Jawność płac w firmach przestanie być tematem tabu. Parlament Europejski zdecydował, że wszystkie państwa członkowskie zobowiązane są wprowadzić transparentność płac do 7 czerwca 2026 roku. W ten sposób urzędnicy chcą wyeliminować rozbieżności zarobków kobiet i mężczyzn na tych samych stanowiskach. Choć sama idea jest słuszna to przepisy budzą różne opinie – jedni przedsiębiorcy widzą w nich same plusy, a inni także zagrożenia.

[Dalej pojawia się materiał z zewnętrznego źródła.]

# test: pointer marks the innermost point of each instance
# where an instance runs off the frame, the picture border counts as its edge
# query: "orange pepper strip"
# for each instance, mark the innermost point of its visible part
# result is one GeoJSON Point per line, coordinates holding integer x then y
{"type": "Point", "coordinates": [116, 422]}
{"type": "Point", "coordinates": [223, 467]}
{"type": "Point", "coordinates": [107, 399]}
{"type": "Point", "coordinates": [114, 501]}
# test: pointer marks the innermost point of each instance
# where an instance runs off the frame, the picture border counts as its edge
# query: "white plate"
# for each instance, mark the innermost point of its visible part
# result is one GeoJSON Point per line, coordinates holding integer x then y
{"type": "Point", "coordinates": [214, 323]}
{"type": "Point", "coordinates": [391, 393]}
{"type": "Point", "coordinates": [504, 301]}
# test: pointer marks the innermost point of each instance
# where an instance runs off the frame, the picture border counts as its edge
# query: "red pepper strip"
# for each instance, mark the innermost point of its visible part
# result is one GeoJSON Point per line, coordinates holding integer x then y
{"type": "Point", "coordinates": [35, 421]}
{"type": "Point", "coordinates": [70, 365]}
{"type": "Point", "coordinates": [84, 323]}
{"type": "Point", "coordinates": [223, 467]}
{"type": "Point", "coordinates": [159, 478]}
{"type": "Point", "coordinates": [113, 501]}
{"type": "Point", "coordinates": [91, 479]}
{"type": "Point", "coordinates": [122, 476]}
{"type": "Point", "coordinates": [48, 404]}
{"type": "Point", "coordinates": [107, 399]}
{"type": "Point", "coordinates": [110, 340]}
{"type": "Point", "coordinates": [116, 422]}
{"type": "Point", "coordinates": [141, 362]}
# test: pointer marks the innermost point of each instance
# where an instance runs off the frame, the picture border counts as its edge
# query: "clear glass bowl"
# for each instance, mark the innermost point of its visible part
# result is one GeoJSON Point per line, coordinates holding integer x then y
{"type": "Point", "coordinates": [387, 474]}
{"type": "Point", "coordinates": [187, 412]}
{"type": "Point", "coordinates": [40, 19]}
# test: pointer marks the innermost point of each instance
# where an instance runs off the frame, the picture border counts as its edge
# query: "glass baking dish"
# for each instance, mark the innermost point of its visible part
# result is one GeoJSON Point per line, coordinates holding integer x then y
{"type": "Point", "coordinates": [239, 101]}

W marcu tego roku, Parlament Europejski przegłosował dyrektywę o większej jawności płac. Cel: wyrównanie płac bez względu na płeć. Zdaniem PE kobiety w Unii Europejskiej za tę samą pracę zarabiają średnio o 13 proc. mniej niż mężczyźni. Tą dysproporcję ma zmienić właśnie obowiązkowa jawność płac. Warto zaznaczyć, że od tego roku obowiązuje już w Polsce dyrektywa dotycząca work-life balance, która powinna łączyć się z nadchodzącymi zmianami jeśli chodzi o wyrównanie płac. Dzielenie się obowiązkami między rodzicami jest kluczowe, bo bez tego, kobietom będzie trudno dojść do tego samego poziomu wynagrodzeń, a same systemowe ustalenia w tym nie pomogą. Polska ma czas na przyjęcie dyrektywy do połowy 2026 roku. Firmy mogą się więc do tego przygotować.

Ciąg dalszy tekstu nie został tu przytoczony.